That some form of compression is essential for successful prosodification (and parsing) of nested structures is also supported by recent results on the processing of multiple center embedding (multiple nesting to use the present terminology) discussed in Fodor et al. (Reference Fodor, Nickels, Schott, de Almeida and Gleitman2018). The groundbreaking work of Fodor et al. shows that the intelligibility in reading (i.e., in the absence of explicit prosody) of famously unparsable sentences with multiple center embeddings (the mouse that the cat that the dog chased bit died) increases considerably (in predictable ways) when the relative weight of each phrase is carefully manipulated to encourage phrasings that optimize the conflicting syntactic and length constraints:

(13) The French woman || the man I met loves || died.

Fodor et al. (Reference Fodor, Nickels, Schott, de Almeida and Gleitman2018) show that by lengthening the first DP and shortening the following material, they can encourage the multiple center embedding to be parsed in three optimal phrases, as in (13). The same manipulation of size leads not only to better prosodification in production but also to improved comprehension in silent reading. If our analysis is on the right track, we predict that similar results could also be achieved in less well-balanced sentences (in terms of length), by modulating the relative weight of each phrase through speech rate (i.e., slowing down tempo in the first phrase and accelerating in the second one).

In future work we also aim to investigate the feasibility of extending this account to the better-studied case of polysyllabic shortening, that is, the inverse relationship between the size of a constituent and the duration of its primary stressed syllable (see Lehiste, Reference Lehiste1972; Nooteboom, Reference Nooteboom1997; Davis et al., Reference Davis, Marslen-Wilson and Gaskell2002; Salverda et al., Reference Salverda, Dahan and McQueen2003; Shatzman and McQueen, Reference Shatzman and McQueen2006; White and Turk, Reference White and Turk2010; and others).

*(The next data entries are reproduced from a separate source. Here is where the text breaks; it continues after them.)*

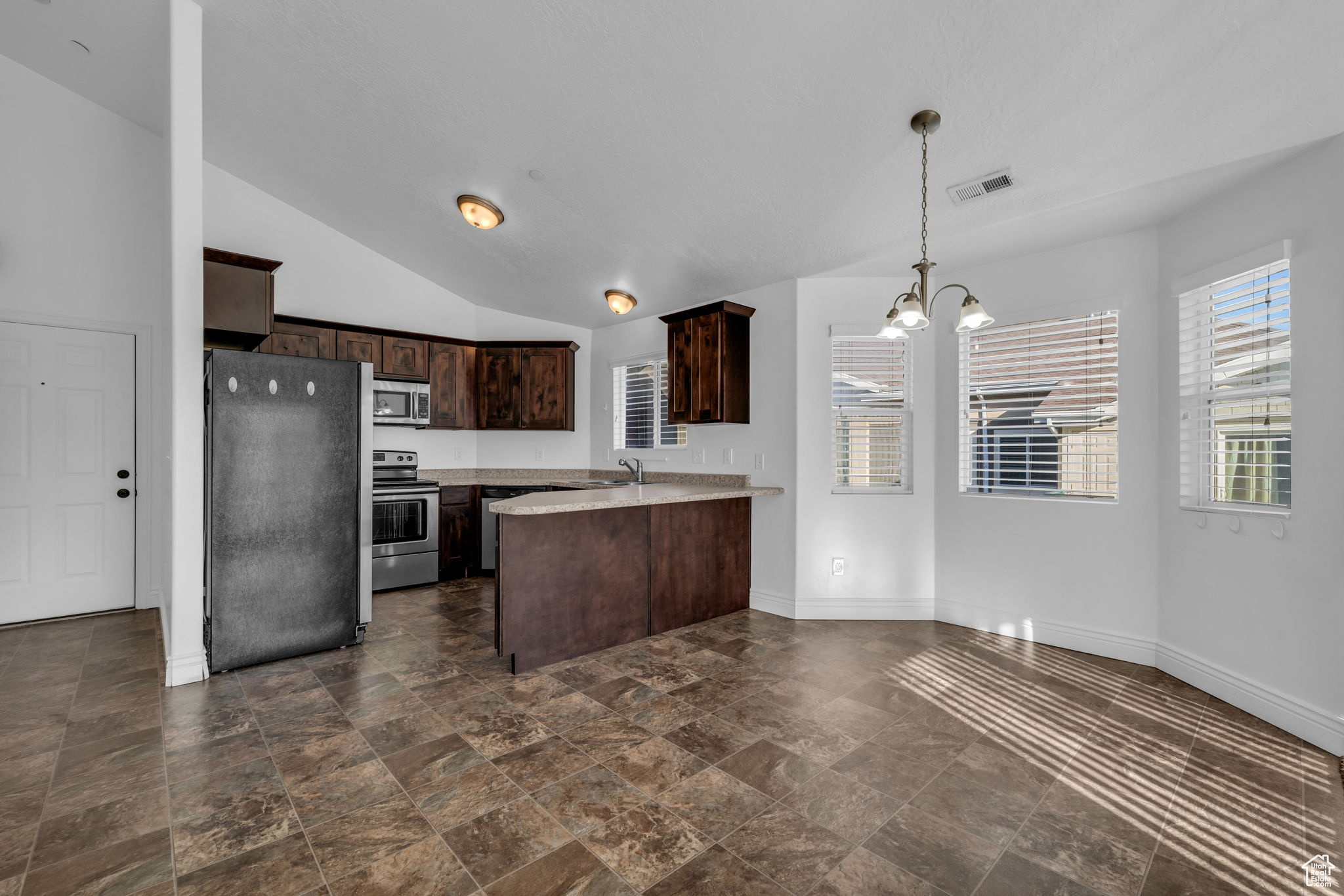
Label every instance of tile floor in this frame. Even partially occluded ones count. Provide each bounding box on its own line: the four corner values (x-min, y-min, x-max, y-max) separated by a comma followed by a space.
0, 580, 1344, 896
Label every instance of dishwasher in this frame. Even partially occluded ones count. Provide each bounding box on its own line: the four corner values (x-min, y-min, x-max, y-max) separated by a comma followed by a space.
481, 485, 547, 571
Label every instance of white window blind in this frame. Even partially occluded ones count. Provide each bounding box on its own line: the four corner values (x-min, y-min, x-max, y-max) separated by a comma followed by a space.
959, 312, 1120, 501
612, 357, 685, 450
831, 333, 912, 493
1179, 260, 1293, 512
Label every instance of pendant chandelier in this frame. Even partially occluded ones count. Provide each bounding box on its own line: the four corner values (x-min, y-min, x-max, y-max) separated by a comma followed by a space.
877, 109, 995, 338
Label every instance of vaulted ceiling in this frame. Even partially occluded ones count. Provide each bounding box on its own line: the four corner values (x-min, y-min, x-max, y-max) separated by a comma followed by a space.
0, 0, 1344, 327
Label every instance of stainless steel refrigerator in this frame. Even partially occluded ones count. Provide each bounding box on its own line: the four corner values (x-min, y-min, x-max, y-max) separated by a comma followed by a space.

More work is needed to evaluate this account against potential alternative analyses. One possible alternative explanation for these effects, discussed in Santi et al. (Reference Santi, Grillo, Molimpakis and Wagner2019), is that nested material is produced faster to optimize processing of main clauses by reducing the temporal distance between, for example, the head of a subject (the horse) and the predicate of the main clause (fell). Grillo and Turco (Reference Grillo and Turco2016), however, show that the same durational contrast between sisterhood and embedding is also observed when the nested material is right-branched and thus does not interfere with the processing of the main clause. Another alternative is that nested material might be produced faster because it involves old, backgrounded, or not-at-issue information. Although this explanation may seem attractive, it is not without its challenges. The first one is that, contrary to this common assumption, modifiers can in fact contain new information (e.g., in my class there’s [a student [who met the president]], where the whole complex nominal, including the modifier [who met the president], arguably carries new information). Another, potentially stronger, argument against this kind of analysis comes from a comparison of restrictive and appositive RCs. Appositive relatives (John, who is a great guy, arrived yesterday) are the textbook case of backgrounded/not-at-issue phrases. Contrary to restrictive relatives, they attach higher in the structure and crucially are associated with stronger prosodic boundaries, commas, intonation, and are produced more slowly than nested material (Poschmann and Wagner, Reference Poschmann and Wagner2015). Nevertheless, much more work is needed to investigate how information structure and constituent structure interact in shaping prosody in nested garden paths, but see Guo et al. (Reference Guo, Grillo and Mattys2023, Reference Guo, Grillo and Mattys2024a, Reference Guo, Grillo and Mattys2024b, 2025) for some preliminary results in this domain.

19.4 Conclusions

A number of recent studies from comprehension and production show that nested versus sisterhood structures are prosodically disambiguated and that this disambiguation generates predictable durational differences. A relatively faster tempo/shorter duration is found for less predictable (and harder to parse) nested structure, such as (reduced-)RCs, than the more predictable sisterhood structure, such as a main clause, CC, and pseudo-relative (in Italian). These results strongly suggest that the effects of both prosodic structure and predictability on duration are not always aligned. When not aligned, structural factors seem to determine durational properties above and beyond predictability. We have provided a principled account of these effects and argued that, while surprising at first sight, these results are expected to arise from the application of independently motivated principles of prosody.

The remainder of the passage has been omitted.